A Patheos blog is suggesting the Ten Month Mamas Facebook Group that supports “well cooked babies and longer pregnancies” shut down after encouraging an expectant mother to ignore medical advice and instead trust her own instincts. As a result, the outlet claims a full-term infant died because care was delayed until 45 weeks gestation. Whether this is a true story or myth is unclear as a Google search fails to clarify the account. A Guardian article dating back to 2010 maintains an online resource for Ten Month Mamas had been made defunct then. The New York Times ran this reference at that time. In 2017, The Skeptical OB published a piece entitled “Ten Month Mamas cheers a woman to her baby’s death.”
We may never know the answer to this, but that doesn’t change the reality that many false beliefs still abound surrounding pregnancy and delivery.
The “right way” to give birth has become clouded by ideology, not medical reality or clinical status
There are a lot of public plays albeit via media platforms, advocacy organizations or the like, positioning childbirth as a debate. Associating divisive “too many” or “too few” terminology to the notion of vaginal delivery and surgically-assisted forms as is the case with C-sections. Words like “normal” or “natural” seem to have lost their objectively descriptive roles and transitioned into ideological brands.
Unfortunately, we have lost sight in the narrative of the main goal of such a uniquely dynamic physiological process: a healthy mother and healthy baby. The consideration throughout the entire perinatal experience is always, from a medical perspective, preserving the short- and long-term optimal health and well-being of the two patients involved who for much of the time are interconnected.
Despite this, there is a segment of the population who desires to have less "medicalization" of labor and delivery. This is manifesting in home births and water births (1), for example, along with ill-conceived notions of delaying labor as long as possible and against medical advice. And for those most adamant about avoiding the hospital or intervention, “free birth,” “unhindered birth” and “unassisted birth” go a step further to exclude a trained professional from being present at all during the actual experience of delivery (read here).
As far as delivery after the due date goes
Complications can occur when beyond a certain point in gestation - and, this is variable for patients and the unique nature of clinical history, status and compounding factors. For example, the baby can grow larger thereby imperiling delivery and restricting movement while the amniotic fluid diminishes as does placental reserve prompting a cascade of other problems - from minor to catastrophic.

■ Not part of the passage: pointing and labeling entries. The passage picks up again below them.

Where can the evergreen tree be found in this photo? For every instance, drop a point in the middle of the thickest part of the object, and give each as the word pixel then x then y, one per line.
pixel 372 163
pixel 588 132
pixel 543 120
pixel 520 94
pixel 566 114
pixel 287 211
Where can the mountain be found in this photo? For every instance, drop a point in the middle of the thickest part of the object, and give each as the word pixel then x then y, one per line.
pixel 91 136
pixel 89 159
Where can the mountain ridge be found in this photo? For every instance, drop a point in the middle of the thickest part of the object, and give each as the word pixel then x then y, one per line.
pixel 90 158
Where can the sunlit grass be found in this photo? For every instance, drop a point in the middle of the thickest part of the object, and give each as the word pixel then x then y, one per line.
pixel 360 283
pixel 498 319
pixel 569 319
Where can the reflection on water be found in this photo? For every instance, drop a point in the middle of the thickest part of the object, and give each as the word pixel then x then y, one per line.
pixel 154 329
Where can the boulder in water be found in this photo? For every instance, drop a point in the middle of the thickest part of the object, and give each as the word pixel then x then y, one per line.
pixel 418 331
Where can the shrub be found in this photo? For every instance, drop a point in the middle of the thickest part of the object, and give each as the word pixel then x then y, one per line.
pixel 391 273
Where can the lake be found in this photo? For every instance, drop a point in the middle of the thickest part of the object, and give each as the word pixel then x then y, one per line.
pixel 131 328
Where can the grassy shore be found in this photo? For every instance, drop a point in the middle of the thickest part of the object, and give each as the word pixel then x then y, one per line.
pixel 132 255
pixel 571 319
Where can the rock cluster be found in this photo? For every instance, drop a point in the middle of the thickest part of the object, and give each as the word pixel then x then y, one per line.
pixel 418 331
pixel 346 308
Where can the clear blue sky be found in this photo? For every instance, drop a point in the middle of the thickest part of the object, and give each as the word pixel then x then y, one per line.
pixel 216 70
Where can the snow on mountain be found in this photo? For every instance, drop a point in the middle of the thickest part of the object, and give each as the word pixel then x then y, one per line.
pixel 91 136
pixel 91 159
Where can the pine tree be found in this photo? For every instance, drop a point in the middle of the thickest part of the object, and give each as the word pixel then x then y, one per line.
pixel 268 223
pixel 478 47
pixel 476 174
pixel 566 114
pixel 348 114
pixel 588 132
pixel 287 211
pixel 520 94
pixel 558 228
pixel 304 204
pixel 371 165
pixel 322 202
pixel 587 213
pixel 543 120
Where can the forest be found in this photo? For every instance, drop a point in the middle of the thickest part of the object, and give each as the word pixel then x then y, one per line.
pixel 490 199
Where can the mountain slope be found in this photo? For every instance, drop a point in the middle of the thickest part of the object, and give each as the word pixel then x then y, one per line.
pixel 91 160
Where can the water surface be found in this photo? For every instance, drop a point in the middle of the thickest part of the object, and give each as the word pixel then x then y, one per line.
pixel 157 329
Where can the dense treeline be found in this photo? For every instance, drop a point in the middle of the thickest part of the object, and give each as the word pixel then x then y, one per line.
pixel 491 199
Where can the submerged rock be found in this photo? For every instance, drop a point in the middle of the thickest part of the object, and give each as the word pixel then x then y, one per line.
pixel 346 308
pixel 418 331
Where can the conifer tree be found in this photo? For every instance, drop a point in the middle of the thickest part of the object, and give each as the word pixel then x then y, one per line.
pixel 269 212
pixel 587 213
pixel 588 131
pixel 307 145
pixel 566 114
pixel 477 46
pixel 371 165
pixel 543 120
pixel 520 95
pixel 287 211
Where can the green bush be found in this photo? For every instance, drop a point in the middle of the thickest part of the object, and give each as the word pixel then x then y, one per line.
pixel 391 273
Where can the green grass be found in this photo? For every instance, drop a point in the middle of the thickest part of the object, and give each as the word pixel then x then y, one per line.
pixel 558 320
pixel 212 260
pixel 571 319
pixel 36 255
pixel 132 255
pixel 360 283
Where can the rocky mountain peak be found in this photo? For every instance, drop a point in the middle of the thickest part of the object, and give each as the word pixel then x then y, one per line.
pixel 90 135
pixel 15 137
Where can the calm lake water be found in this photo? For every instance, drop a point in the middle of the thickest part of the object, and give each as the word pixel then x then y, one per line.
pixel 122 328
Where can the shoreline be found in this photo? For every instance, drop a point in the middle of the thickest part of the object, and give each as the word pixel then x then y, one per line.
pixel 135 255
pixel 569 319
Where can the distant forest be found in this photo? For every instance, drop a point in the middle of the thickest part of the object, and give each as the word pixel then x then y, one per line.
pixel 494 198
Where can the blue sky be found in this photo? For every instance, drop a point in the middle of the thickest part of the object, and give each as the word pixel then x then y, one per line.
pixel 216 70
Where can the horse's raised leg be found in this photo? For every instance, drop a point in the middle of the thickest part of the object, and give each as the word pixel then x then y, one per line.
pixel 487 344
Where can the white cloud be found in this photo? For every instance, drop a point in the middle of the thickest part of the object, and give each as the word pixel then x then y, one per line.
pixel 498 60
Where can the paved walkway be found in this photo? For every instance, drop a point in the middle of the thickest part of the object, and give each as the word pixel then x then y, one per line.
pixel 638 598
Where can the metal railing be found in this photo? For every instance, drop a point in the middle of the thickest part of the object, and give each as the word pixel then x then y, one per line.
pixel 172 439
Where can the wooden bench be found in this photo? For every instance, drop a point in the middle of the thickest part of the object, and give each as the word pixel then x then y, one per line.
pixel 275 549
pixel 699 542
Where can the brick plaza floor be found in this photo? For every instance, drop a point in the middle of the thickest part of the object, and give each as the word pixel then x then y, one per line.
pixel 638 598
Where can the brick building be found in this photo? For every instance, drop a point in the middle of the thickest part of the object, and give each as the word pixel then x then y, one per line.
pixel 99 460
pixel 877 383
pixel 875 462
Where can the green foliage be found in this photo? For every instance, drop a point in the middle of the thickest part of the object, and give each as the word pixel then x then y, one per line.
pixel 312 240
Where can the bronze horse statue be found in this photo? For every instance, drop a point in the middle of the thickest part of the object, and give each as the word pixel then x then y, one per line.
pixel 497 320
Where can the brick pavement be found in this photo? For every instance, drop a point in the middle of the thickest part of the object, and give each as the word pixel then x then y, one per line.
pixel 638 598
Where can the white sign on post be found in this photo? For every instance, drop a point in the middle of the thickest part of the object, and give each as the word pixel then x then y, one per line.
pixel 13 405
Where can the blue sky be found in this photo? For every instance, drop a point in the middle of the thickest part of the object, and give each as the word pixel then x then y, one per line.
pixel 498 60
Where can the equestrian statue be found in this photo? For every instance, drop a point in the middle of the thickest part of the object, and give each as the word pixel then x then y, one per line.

“The rate of maternal and perinatal complications increases after 39 weeks in both unselected and complicated pregnancies. The aim of this study was to synthesize quantitatively the evidence on the effect of elective induction of labor at term on the risk of Cesarean section, and maternal and perinatal outcome.”
Like many things in life, perfect timing yields the greatest dividends. There is a sweet spot. Maternal-fetal considerations involve a delicate dance integrated into an intricate series of decisions that cause a chain reaction of events - good, bad or indifferent. When a baby is delivered too prematurely, issues arise. When too late, the same can hold true. The difference with birth and a lot of other aspects we manage navigating the world is that the stakes are much higher when falling short of achieving the previously stated goal of a healthy mother and child.
So, knowing when to give a nudge like an induction or make the choice to step toward C-section or complex vaginal birth has consequences and determining the less risky path requires expertise and complete understanding of the clinical course at hand. When situations are extreme, even with a perfect decision, there can be long-term disability or death.
Thankfully, most births are happy endings. But, when labor turns bad, rapid interventions become essential as circumstances quickly become unpredictable. And adding avoidable risk factors or unnecessary delays is like playing roulette with human lives.
So, how should a baby be born?
The right answer is a baby should be born in the mode and manner that respects the largest stakeholders, mother and infant, in a way that optimally promotes their short- and long-term health and well-being. Due to the extreme variability in confounding factors, how that looks will be distinct for the individuals involved.
After all, it wasn't that long ago when every birth carried tremendous risks for mother and child, modern medical advances have prevented a lot of harm. For better and worse, many people today have had the luxury of forgetting or never knowing this crucial point.